No siempre es fácil estar en el juego de las citas durante mucho tiempo. 

Además de la lucha por encontrar mi pareja, recibí numerosos comentarios que a veces me hicieron sentir indigno y señalado. Aunque todos tienen buenas intenciones, quiero compartir mi experiencia para que las personas puedan saber cómo ayudar mejor a un soltero veterano que está buscando a su pareja. 

Esta es mi lista de qué hacer y qué no: 

1. No te refieras a una persona no casada como “un soltero”.

Puede parecerte una tontería, pero es un término que a menudo lleva una connotación negativa. Es cierto, somos solteros, pero no debes definir a una persona por su estado civil. 

2. No le digas a alguien por qué todavía no se ha casado. 

No eres profeta, así que no sabes la razón por la que no se ha casado. 

Esto no significa que no puedas darle consejos, pero exprésalos de forma digna y respetuosa. Si sientes que tienes algo constructivo que decir, mantiene una conversación afectuosa, honesta y auténtica, que venga de un lugar puro respecto a lo que tú piensas que esa persona puede mejorar. Pero nunca asumas que tú sabes la razón por la que no se ha casado.

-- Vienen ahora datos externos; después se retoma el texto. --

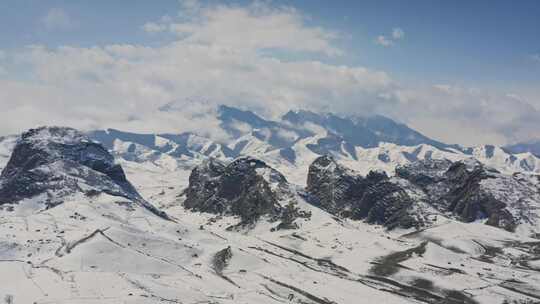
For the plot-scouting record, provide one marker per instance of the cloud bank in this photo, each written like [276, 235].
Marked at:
[237, 55]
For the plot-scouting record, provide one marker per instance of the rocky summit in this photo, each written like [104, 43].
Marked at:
[473, 192]
[49, 164]
[374, 197]
[246, 187]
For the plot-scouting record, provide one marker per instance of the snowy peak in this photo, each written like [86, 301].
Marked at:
[246, 187]
[375, 197]
[49, 164]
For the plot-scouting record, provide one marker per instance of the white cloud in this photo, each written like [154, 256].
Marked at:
[382, 40]
[57, 18]
[468, 116]
[124, 86]
[256, 26]
[153, 27]
[398, 33]
[388, 41]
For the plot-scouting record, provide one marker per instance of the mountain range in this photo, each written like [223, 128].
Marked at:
[308, 208]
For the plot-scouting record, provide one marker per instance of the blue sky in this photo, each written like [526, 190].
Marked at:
[478, 52]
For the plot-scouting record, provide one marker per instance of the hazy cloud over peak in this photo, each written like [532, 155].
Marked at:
[283, 60]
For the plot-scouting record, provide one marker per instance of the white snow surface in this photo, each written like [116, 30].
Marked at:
[106, 249]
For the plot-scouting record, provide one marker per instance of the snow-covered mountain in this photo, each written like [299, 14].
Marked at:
[293, 142]
[283, 212]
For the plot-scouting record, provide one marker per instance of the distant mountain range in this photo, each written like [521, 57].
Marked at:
[292, 142]
[309, 208]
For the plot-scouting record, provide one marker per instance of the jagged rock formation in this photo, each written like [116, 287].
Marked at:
[375, 197]
[246, 187]
[55, 162]
[457, 187]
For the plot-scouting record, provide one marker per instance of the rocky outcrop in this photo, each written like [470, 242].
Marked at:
[457, 187]
[246, 187]
[54, 162]
[375, 197]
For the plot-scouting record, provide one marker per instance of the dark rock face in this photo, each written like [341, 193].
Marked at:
[374, 197]
[455, 187]
[246, 187]
[57, 162]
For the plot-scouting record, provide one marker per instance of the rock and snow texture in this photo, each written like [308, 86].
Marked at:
[291, 143]
[375, 197]
[102, 245]
[49, 164]
[247, 188]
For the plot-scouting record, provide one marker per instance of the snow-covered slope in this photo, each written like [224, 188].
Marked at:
[292, 143]
[105, 249]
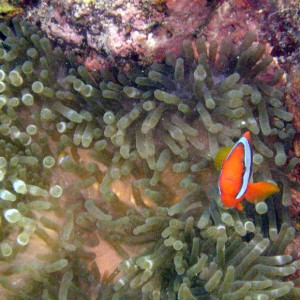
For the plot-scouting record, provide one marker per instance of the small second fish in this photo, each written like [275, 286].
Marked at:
[235, 175]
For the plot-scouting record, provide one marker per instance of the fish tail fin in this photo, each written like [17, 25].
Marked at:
[259, 191]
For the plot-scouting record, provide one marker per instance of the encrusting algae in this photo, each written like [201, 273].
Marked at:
[70, 139]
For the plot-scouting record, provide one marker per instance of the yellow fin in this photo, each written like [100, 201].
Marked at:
[221, 156]
[260, 191]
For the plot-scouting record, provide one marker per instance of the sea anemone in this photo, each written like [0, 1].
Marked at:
[128, 156]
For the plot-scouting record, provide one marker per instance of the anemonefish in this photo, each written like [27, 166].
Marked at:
[235, 175]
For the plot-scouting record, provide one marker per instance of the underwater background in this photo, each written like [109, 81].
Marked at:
[112, 115]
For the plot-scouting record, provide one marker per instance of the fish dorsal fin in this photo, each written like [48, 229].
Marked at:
[221, 156]
[260, 191]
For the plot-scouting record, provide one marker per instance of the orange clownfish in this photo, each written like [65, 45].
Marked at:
[235, 175]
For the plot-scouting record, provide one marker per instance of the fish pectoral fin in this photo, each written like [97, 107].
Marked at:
[259, 191]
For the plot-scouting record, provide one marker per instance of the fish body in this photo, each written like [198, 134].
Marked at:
[235, 175]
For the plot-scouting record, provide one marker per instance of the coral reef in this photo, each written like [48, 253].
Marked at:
[119, 31]
[128, 157]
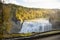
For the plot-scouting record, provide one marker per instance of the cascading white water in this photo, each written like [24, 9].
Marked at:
[36, 25]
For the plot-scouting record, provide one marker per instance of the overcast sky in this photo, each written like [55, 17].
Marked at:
[48, 4]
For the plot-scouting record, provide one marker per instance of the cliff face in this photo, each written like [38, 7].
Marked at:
[14, 16]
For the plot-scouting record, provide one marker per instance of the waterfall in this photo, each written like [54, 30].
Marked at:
[36, 25]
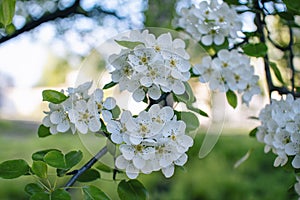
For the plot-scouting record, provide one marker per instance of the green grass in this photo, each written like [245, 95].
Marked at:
[213, 177]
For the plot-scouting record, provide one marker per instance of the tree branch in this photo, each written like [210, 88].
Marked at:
[260, 29]
[291, 57]
[87, 166]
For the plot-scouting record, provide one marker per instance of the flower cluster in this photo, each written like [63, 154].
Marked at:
[280, 130]
[152, 141]
[230, 70]
[80, 111]
[297, 186]
[155, 65]
[210, 22]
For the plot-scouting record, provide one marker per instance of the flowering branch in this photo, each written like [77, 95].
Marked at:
[85, 167]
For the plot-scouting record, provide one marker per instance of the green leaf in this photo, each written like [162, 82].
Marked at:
[73, 158]
[7, 11]
[293, 5]
[128, 44]
[39, 155]
[286, 15]
[243, 159]
[251, 34]
[233, 2]
[55, 159]
[109, 85]
[231, 98]
[190, 119]
[111, 147]
[53, 96]
[39, 168]
[61, 172]
[40, 196]
[253, 132]
[132, 189]
[13, 169]
[93, 193]
[60, 194]
[33, 188]
[89, 175]
[43, 131]
[276, 72]
[255, 50]
[103, 167]
[197, 110]
[188, 96]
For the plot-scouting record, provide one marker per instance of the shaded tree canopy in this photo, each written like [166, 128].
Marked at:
[80, 19]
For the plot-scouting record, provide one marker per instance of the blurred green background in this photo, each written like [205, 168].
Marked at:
[213, 177]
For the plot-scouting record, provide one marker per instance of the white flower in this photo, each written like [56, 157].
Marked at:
[211, 22]
[85, 116]
[205, 69]
[118, 129]
[175, 131]
[152, 141]
[142, 127]
[57, 119]
[158, 64]
[230, 70]
[297, 186]
[279, 130]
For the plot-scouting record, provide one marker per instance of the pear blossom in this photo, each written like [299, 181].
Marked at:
[156, 65]
[279, 130]
[230, 70]
[152, 141]
[80, 111]
[210, 23]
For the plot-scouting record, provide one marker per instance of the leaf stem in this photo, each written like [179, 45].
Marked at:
[87, 166]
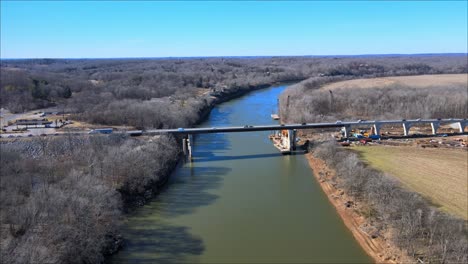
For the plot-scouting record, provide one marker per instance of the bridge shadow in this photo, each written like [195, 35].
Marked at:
[188, 190]
[158, 242]
[206, 157]
[150, 235]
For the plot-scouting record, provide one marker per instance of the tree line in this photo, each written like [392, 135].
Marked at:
[62, 199]
[416, 227]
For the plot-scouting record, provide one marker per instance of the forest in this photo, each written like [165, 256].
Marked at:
[63, 198]
[416, 227]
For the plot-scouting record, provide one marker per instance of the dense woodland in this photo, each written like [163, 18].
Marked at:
[153, 93]
[415, 227]
[67, 209]
[62, 198]
[309, 103]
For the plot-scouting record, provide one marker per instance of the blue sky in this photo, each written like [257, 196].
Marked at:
[105, 29]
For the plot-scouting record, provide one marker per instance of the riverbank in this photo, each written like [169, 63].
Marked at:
[134, 200]
[377, 247]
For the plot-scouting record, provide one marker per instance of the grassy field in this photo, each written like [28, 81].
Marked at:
[441, 175]
[418, 81]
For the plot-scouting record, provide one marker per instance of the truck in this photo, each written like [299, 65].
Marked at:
[101, 131]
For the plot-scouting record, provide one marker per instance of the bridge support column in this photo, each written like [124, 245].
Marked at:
[184, 147]
[292, 139]
[435, 126]
[377, 128]
[406, 128]
[346, 131]
[461, 126]
[189, 146]
[187, 142]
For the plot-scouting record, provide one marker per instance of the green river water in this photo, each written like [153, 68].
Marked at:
[240, 201]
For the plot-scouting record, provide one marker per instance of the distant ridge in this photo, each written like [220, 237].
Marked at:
[254, 57]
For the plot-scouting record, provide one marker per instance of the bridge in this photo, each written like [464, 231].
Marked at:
[290, 128]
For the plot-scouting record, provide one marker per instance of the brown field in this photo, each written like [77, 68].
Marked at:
[441, 175]
[419, 81]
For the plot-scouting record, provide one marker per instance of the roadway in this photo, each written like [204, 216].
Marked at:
[338, 124]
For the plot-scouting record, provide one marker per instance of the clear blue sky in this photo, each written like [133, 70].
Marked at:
[104, 29]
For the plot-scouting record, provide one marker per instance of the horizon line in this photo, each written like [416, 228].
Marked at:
[242, 56]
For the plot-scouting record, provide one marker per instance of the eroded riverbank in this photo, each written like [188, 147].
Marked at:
[240, 201]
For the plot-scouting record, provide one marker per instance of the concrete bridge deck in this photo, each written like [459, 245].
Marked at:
[250, 128]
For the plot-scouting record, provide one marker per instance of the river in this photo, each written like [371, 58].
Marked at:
[240, 201]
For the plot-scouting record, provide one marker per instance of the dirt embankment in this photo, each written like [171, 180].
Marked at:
[376, 246]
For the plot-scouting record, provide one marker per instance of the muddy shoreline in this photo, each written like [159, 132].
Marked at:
[379, 248]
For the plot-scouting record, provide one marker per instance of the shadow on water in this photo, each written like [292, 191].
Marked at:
[189, 190]
[163, 243]
[208, 158]
[151, 230]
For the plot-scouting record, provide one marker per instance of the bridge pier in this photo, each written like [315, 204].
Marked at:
[292, 139]
[435, 126]
[406, 128]
[377, 127]
[346, 131]
[461, 126]
[187, 146]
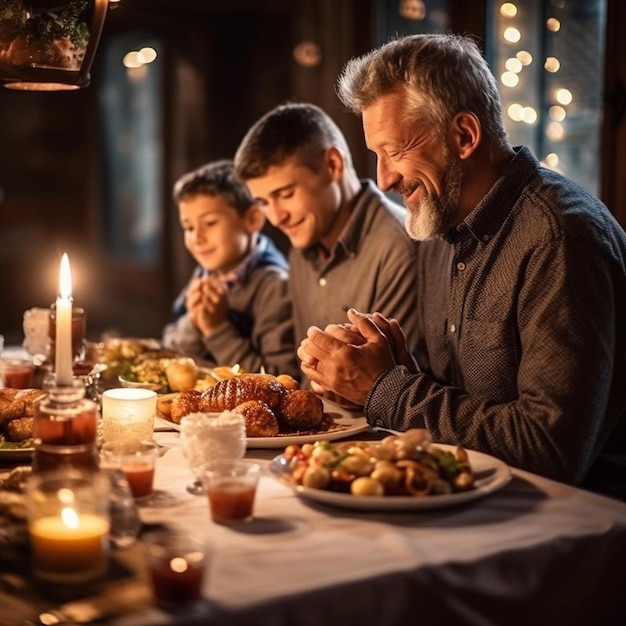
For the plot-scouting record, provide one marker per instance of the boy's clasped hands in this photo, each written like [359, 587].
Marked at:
[207, 303]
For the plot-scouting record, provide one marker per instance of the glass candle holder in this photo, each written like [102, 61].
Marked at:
[68, 524]
[128, 413]
[65, 430]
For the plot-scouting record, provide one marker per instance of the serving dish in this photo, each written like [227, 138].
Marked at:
[345, 426]
[491, 474]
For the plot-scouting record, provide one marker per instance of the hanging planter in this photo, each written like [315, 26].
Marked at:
[49, 45]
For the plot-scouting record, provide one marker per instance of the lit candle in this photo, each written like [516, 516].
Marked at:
[69, 546]
[63, 338]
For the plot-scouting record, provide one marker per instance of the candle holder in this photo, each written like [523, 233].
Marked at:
[69, 524]
[65, 429]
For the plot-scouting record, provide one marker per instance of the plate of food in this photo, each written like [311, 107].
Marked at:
[391, 475]
[17, 407]
[276, 411]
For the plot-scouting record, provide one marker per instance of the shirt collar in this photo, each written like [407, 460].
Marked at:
[489, 214]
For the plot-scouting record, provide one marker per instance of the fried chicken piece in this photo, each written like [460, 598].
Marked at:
[260, 419]
[184, 403]
[225, 395]
[20, 429]
[301, 409]
[11, 407]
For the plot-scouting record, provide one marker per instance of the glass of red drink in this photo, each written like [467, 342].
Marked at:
[177, 564]
[137, 460]
[17, 373]
[230, 485]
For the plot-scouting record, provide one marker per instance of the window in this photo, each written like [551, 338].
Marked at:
[548, 58]
[129, 105]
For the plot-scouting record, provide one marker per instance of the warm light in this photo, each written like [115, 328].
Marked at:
[69, 517]
[513, 65]
[509, 79]
[552, 64]
[146, 55]
[529, 115]
[511, 34]
[525, 58]
[557, 113]
[555, 131]
[553, 24]
[508, 9]
[551, 160]
[65, 279]
[179, 565]
[131, 59]
[66, 496]
[515, 111]
[563, 96]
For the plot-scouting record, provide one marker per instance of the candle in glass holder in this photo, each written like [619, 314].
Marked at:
[63, 335]
[65, 430]
[128, 413]
[68, 525]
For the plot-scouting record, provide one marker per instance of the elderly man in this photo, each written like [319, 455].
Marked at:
[521, 280]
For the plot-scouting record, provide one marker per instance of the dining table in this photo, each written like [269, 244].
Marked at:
[534, 551]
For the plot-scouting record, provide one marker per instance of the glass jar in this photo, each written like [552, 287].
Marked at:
[65, 430]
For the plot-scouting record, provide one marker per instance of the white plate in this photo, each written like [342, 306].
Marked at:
[16, 454]
[492, 474]
[353, 423]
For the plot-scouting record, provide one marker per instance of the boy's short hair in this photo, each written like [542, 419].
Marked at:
[299, 131]
[214, 179]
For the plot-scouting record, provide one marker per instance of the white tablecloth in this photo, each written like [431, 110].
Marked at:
[534, 552]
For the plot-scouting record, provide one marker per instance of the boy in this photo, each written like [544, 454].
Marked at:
[236, 307]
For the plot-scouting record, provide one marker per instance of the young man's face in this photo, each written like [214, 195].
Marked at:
[302, 203]
[214, 233]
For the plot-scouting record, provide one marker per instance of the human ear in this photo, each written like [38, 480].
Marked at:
[334, 162]
[466, 133]
[254, 219]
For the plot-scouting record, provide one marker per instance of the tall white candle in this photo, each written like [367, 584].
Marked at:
[63, 339]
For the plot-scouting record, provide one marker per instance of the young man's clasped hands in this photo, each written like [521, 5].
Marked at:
[343, 361]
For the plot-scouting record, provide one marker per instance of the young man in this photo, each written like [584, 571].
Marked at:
[236, 307]
[522, 290]
[350, 248]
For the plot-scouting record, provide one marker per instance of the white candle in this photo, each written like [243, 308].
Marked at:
[63, 339]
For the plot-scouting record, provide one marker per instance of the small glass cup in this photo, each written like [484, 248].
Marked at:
[207, 437]
[69, 524]
[128, 413]
[231, 485]
[177, 565]
[136, 459]
[17, 373]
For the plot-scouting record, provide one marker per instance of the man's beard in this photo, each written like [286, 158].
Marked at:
[433, 215]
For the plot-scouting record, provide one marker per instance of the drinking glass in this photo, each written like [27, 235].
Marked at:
[207, 437]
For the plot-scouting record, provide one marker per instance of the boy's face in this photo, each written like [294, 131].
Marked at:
[300, 202]
[215, 234]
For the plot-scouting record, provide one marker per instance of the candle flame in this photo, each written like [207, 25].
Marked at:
[65, 277]
[69, 517]
[178, 565]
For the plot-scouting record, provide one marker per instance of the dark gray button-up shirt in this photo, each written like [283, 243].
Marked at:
[522, 333]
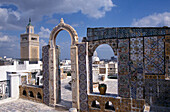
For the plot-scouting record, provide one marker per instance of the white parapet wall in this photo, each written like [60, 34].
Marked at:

No la sabes.

3. Refuerza a la persona, no la debilites ni la quiebres.

Ya es bastante difícil ser un soltero mayor, no lo hagas más difícil siendo cínico, crítico y haciendo que pierda las esperanzas diciéndole que está perdido y que necesita moverse. ¡Hazlo más fácil! Bríndale apoyo y ánimo y recuérdale sus muchas cualidades positivas.

4. Al sugerirle una posible cita, no digas: “Tengo una idea para ti, pero probablemente ya has salido con él/ella”. 

Esto lo presenta como si ya no quedara nadie más disponible y puede provocar que pierda las esperanzas. Si eres suficientemente amable como para sugerirle una cita (y a propósito, todos deberían esforzarse más por hacerlo), entonces hazlo de forma respetuosa y positiva y no asumas que ya se lo propusieron o que ya se han conocido.

5. No le digas a una persona no casada que por ser mayor, ya no hay disponibles muchas parejas potenciales.

Esto no ayuda. En cambio, por ejemplo puedes aconsejarle que puede haber muchas más oportunidades en otra comunidad o en otro país. Sólo Dios decide quién es para ti. Quizás tenemos que empezar a recordarlo y tomarlo más en serio en lo que respecta a otras personas. 

6. No digas: “Eres demasiado quisquilloso”. 

Estas palabras implican que esa persona debería conformarse con lo que hay. Nadie debe conformarse porque piensa que “se le acaba el tiempo”. 

Por supuesto, el hecho de que al comer él haga más ruido de lo que estás acostumbrada o que ella no sea tan rubia como te gustaría que fuera, objetivamente puede implicar ser “demasiado quisquilloso”. 

Si tú sientas que en realidad alguien es demasiado quisquilloso y poco razonable en sus citas, entonces transmite esto con calma y compasión. Constrúyelo en vez de derrumbarlo. Expresa que se merece lo mejor, pero que tiene que entender que nadie es perfecto y, por lo tanto, quizás su perspectiva podría ser un poco diferente. Se logra el mismo resultado, pero el mensaje es completamente diferente. 

Estas son algunas cosas que experimenté y aprendí en el camino. Ser sensible, consciente y amable lo ayudará más de lo que te puedes imaginar. 

Que Dios les conceda una pronta salvación a todos los que están buscando a su pareja.